Gilgit-Baltistan

Baltistan, like any other people on earth, has its own history, language, beliefs and culture. It has known many vicissitudes because despite being in the center of great mountains, branches of the Silk Road have crossed their lands and has been victim of the ambition of nearby villages. There lies the Hushe valley.

History.

Baltistan was an independent nation until it was occupied by Dogras troops in the mid-19th century. Ruled consecutively by Shiks and Dogras it became part of the kingdom of Jammu and Kashmir in 1846, and remained under Dogra rule after the defeat of the Shiks in the war of 1845 and 1846 against British troops.  Later, in 1947, it was occupied and annexed by Pakistan, consolidating Islamabad's dominion over the region after the first Indo-Pakistani war for the control of Kashmir that followed English decolonization. The lack of international recognition of the annexation and the conflict between these two nuclear powers means that the Balti have not enjoyed their own administration or constitutional rights until very recently. In fact, until 2009 it was not recognised as an autonomous region of Pakistan and it was with this legal change that they were granted the right to an autonomous government and parliament of their own. What were previously the Northern Areas are now the Gilgit-Baltistan autonomous region.

 

Politics and administration.

In 2009, the Northern region was renamed Gilgit-Baltistan areas while important changes were introduced through the Gilgit-Baltistan Central Government Empowerment and Self Governance Order 2009. 
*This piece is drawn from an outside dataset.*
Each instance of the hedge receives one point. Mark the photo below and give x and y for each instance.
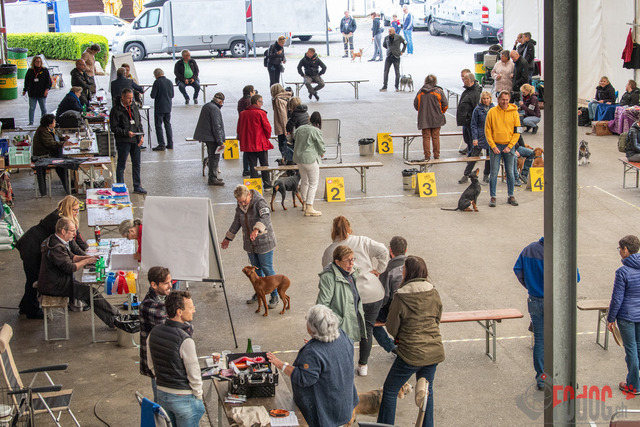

The Law confers a certain degree of autonomy, limited and heavily intervened to the region. The Governor is appointed directly by the Pakistani Prime Minister, and the Chief Minister is elected by the Legislative Assembly. Members of the Government are elected equally by the Central Government and the Legislative Assembly. On the positive side, for the first time it is recognized as an administrative reality with legislative rights by the Government of Pakistan.

The 2009 Law gives the new Legislative Assembly the ability to legislate in certain areas such as planning and development, education, health, tourism, forestry, agriculture and others.

The Legislative Assembly is composed of 33 members of which 24 members are elected by universal suffrage, and 6 seats are reserved for women and 3 seats for technocrats and professionals. Seats reserved for women and technocrats are elected by political parties in proportion to the number of members elected to the Legislative Assembly.

Gilgit-Baltistan is currently divided into ten districts: Ghizer, Hunza, Nagar, Gilgit, Diamir-Chilas, Astore, Skardu, Shigar, Kharmang and  Ghanche in which the Hushe Valley is located.